Why personal AI must be local-first
An argument for keeping your most intimate data on hardware you own.
The intimacy hierarchy
Not all data is created equal. Your Spotify listening history is not the same as your therapy session transcript. Your Netflix recommendations are not the same as the message you sent your partner at 2am.
There is a hierarchy of data intimacy, and it looks something like this:
Level 1: Preferences. You like jazz and dark roast coffee. This is the least sensitive. Every tech company has this. It powers ads and recommendations. Losing control of it is annoying, not devastating.
Level 2: Behaviour patterns. You go to the gym at 6am, browse LinkedIn at lunch, and watch YouTube until midnight. More personal. Reveals habits, routines, vulnerabilities. But still somewhat abstract.
Level 3: Relationships. Who you talk to, how often, what you discuss. The warmth of your friendships. The tension in your work relationships. The people you are drifting from. This is deeply intimate. It maps your social world.
Level 4: Conversations. What you actually said. The jokes, the confessions, the half-formed ideas, the arguments, the apologies. This is your inner life made text.
Level 5: Self-reflection. Your journal entries. Your coaching observations. The patterns in how you communicate. What you are working on in yourself. This is the most intimate data that exists in digital form.
Most "personal AI" products operate at levels 1-2 and store everything in the cloud. That is fine for preferences and behaviour. But levels 3-5 – relationships, conversations, self-reflection – have no business on someone else's servers.
The policy problem
Cloud AI companies protect your data with privacy policies. A privacy policy is a legal document that says: "We choose not to misuse your data." It is a promise. Promises can be broken.
Promises are broken by:
Breaches. Every major tech company has been breached. Equifax. Yahoo. LinkedIn. Facebook. The question is not if, but when.
Acquisitions. The company that promised to protect your data gets acquired. The new owner has different priorities. Your data is now an asset on their balance sheet.
Terms changes. The privacy policy changes. They notify you by email. You do not read it. Nobody reads it.
Subpoenas. A government requests your data. The company complies because they must. Your conversations are now evidence.
Employee access. Someone at the company can read your data. They probably will not. But they can.
The architecture solution
Local-first means your data lives on hardware you own. Not "encrypted in our cloud" – on your Mac Mini, in your house, on your network.
The AI models run on your hardware via Ollama. The databases (Qdrant, Oxigraph, Redis) run as Docker containers on your machine. There is no cloud server receiving your personal data. There is nothing to breach, acquire, subpoena, or access. (Ostler does fetch public data from the internet – Wikidata, web search results – but personal data only flows inward, never outward.)

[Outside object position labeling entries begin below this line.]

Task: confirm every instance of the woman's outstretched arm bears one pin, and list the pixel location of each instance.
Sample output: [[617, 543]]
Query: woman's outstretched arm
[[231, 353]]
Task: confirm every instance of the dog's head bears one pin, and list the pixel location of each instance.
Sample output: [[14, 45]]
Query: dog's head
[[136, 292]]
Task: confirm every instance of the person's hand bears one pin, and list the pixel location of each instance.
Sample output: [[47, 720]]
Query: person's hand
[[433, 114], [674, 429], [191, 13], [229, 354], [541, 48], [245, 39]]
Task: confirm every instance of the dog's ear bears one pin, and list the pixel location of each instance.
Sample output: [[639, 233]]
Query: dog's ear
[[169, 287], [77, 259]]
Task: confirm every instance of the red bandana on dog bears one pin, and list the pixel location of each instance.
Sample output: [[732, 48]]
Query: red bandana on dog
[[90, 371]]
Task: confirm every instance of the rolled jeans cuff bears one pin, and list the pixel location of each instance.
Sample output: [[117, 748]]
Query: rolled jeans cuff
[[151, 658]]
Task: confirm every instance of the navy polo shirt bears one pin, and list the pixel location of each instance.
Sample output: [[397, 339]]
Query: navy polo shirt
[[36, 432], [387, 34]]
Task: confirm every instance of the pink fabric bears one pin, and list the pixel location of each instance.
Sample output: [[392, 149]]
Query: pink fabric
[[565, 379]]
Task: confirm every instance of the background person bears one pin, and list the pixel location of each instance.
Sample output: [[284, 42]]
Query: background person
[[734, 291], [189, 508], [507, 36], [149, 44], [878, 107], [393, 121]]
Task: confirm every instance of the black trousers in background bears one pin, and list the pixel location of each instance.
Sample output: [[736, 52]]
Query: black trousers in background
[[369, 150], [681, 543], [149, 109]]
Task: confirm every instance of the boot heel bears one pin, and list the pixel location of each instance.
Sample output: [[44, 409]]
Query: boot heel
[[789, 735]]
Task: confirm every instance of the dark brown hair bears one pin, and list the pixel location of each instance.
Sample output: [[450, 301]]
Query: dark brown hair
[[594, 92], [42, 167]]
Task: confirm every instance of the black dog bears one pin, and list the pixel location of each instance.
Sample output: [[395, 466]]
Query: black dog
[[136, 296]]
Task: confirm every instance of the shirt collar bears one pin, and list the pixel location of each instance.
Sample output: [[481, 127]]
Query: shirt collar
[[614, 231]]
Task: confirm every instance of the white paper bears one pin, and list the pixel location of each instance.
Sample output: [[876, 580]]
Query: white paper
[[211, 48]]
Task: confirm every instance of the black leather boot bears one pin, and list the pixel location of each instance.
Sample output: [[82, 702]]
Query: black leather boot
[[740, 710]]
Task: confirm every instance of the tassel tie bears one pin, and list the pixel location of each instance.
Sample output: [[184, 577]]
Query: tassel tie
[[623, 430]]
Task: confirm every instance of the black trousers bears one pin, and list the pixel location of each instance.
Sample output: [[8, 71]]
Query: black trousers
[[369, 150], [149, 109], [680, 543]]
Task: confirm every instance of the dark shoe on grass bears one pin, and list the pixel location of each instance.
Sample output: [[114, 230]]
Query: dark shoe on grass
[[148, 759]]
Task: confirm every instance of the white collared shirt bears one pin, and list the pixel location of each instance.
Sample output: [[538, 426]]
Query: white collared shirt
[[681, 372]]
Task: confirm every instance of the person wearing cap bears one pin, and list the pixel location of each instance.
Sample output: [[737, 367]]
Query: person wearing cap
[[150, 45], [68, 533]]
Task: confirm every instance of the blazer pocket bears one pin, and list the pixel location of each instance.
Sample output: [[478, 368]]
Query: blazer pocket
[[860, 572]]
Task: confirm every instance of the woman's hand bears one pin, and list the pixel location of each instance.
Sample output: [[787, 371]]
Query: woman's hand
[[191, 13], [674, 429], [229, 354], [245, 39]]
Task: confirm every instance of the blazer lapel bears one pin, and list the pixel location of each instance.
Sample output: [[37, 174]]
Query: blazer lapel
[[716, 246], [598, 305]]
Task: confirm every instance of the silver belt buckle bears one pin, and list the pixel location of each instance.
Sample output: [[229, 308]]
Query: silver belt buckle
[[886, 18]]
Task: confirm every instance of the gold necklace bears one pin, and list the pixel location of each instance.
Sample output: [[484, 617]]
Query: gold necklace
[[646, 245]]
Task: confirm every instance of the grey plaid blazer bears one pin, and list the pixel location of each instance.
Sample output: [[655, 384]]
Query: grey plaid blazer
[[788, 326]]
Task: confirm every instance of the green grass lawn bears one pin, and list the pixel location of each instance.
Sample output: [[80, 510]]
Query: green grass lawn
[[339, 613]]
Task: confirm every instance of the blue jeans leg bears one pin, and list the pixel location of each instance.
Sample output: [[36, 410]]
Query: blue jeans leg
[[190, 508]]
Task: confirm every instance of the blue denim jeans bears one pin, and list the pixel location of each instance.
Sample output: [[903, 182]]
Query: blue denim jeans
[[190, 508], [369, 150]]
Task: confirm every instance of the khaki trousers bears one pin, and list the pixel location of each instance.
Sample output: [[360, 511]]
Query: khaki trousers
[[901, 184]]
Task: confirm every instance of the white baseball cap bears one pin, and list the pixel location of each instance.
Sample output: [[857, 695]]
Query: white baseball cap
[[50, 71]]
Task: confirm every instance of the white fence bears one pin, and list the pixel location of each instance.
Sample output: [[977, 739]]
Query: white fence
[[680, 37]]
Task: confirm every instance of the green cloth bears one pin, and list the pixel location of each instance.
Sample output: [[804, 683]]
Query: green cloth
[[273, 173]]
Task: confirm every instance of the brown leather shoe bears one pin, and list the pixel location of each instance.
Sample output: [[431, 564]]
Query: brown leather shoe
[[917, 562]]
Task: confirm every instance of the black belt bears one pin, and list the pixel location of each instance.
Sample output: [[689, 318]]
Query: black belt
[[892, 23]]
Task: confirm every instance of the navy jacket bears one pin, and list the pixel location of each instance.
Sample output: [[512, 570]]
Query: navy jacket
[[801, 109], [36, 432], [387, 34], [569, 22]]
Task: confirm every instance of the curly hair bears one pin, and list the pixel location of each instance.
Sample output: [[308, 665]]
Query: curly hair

This is not a policy decision. It is an architectural one. We cannot access your data, not because we choose not to, but because there is nowhere for it to go.
Pull the ethernet cable. Ostler keeps working. That is the test. For the full technical details, see the security architecture.
The performance objection
The standard objection to local AI is performance. Cloud models are bigger, faster, more capable. This was true in 2023. It is less true in 2026.

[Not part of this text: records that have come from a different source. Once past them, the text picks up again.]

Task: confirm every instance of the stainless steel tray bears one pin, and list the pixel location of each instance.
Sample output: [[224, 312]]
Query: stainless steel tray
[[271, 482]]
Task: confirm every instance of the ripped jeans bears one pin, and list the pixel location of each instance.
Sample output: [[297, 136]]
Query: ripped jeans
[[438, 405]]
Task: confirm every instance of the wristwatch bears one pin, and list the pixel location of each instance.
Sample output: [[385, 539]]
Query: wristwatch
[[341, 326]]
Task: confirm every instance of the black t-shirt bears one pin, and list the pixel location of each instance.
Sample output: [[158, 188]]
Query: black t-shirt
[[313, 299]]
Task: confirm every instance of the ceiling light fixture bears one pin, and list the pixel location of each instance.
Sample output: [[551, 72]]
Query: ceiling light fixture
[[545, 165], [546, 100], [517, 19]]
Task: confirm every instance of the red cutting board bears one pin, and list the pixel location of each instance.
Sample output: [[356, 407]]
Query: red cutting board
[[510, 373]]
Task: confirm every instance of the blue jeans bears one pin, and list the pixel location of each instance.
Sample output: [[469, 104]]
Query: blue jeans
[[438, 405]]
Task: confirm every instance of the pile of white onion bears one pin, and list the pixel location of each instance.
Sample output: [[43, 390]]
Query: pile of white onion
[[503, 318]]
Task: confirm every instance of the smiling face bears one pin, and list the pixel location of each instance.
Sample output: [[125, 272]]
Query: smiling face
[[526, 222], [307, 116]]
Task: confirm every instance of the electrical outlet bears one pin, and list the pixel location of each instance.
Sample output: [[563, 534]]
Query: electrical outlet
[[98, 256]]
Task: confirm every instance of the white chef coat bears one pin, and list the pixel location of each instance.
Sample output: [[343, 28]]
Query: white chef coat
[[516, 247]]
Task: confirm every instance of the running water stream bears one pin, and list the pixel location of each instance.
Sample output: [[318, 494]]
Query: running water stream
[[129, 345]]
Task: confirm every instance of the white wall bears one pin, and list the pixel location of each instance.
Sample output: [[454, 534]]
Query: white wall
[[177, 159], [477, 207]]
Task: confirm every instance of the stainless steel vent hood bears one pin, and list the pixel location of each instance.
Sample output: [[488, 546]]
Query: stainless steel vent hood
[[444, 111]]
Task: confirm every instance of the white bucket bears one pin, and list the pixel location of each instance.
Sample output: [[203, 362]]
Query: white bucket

A Mac Mini M4 runs Qwen 3.5 (9 billion parameters) at 30 tokens per second. That is fast enough for conversational AI, document analysis, fact extraction, and knowledge graph queries. It is not GPT-4. But it is good enough for the task – and the task is personal knowledge, not general intelligence.

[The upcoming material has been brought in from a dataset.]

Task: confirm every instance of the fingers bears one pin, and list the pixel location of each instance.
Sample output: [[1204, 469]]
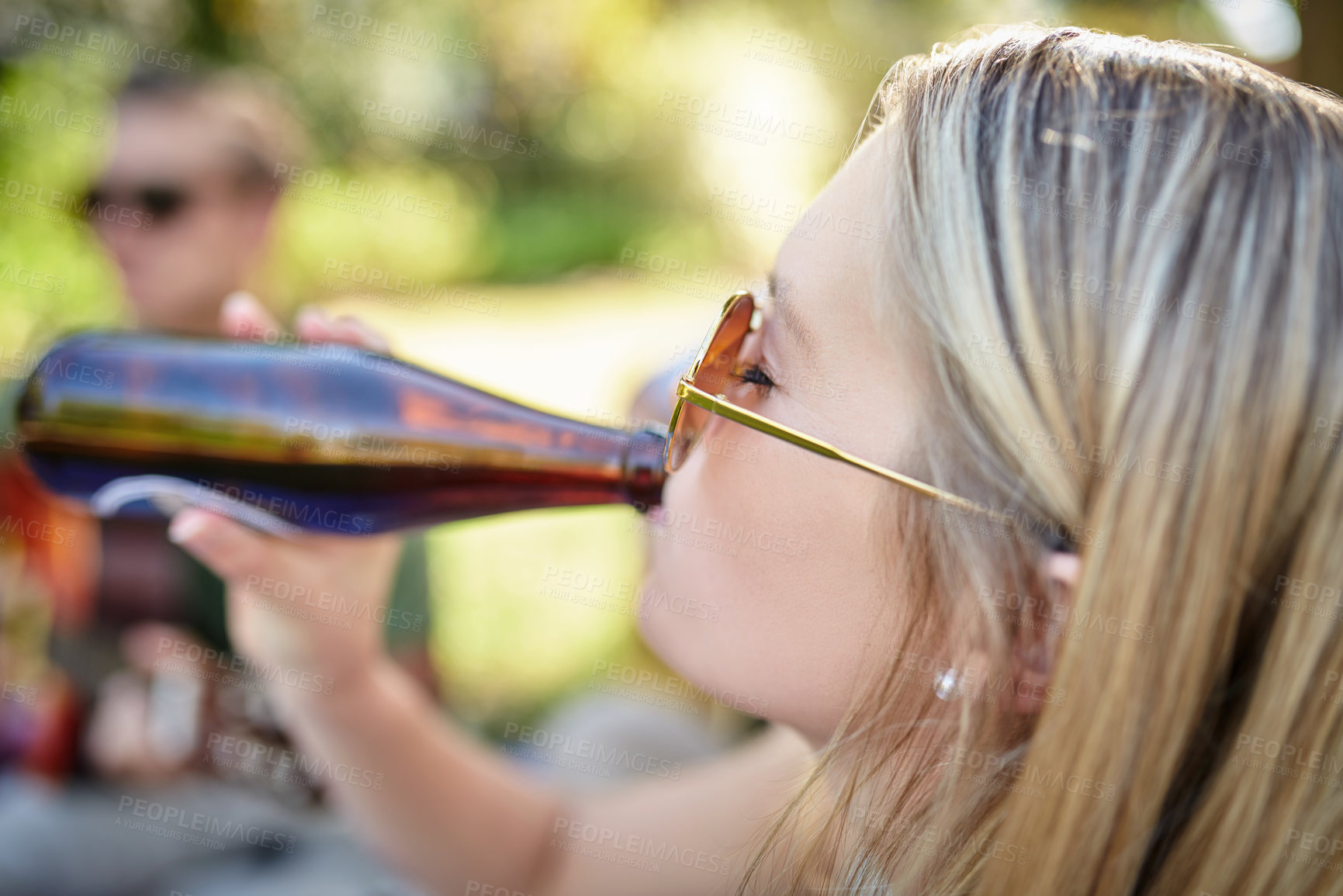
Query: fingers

You do not need a frontier model to answer "when did I last see James?" You need a model that has access to your data. Local gives you that access without the trust problem.
The cost objection
A Mac Mini costs $599. Perplexity charges $50 per month. Ostler is $24.99 per month – half the price, and your AI queries are unlimited because the compute runs on your hardware, not in their cloud.
No token limits. No usage caps. No "you have exceeded your monthly quota." Your Mac does the work. You pay for the intelligence layer, not the compute.
The convenience objection
Cloud is easier. Sign up, connect your accounts, done. Local requires installing Docker, pulling models, running import scripts.
This is true. We are working to reduce the friction. The installer takes about 30 minutes. But some friction is worth it for data that will be with you for the rest of your life. You would not store your paper journal in someone else's house because it was more convenient. Your digital journal deserves the same respect.
The future
Local AI will get better. Models will get smaller and faster. Apple Silicon will get more powerful. The gap between cloud and local performance will shrink. The gap between cloud and local privacy will not.
Privacy is a one-way door. Once your data is on someone else's servers, you cannot un-share it. Local-first means you never have to make that choice.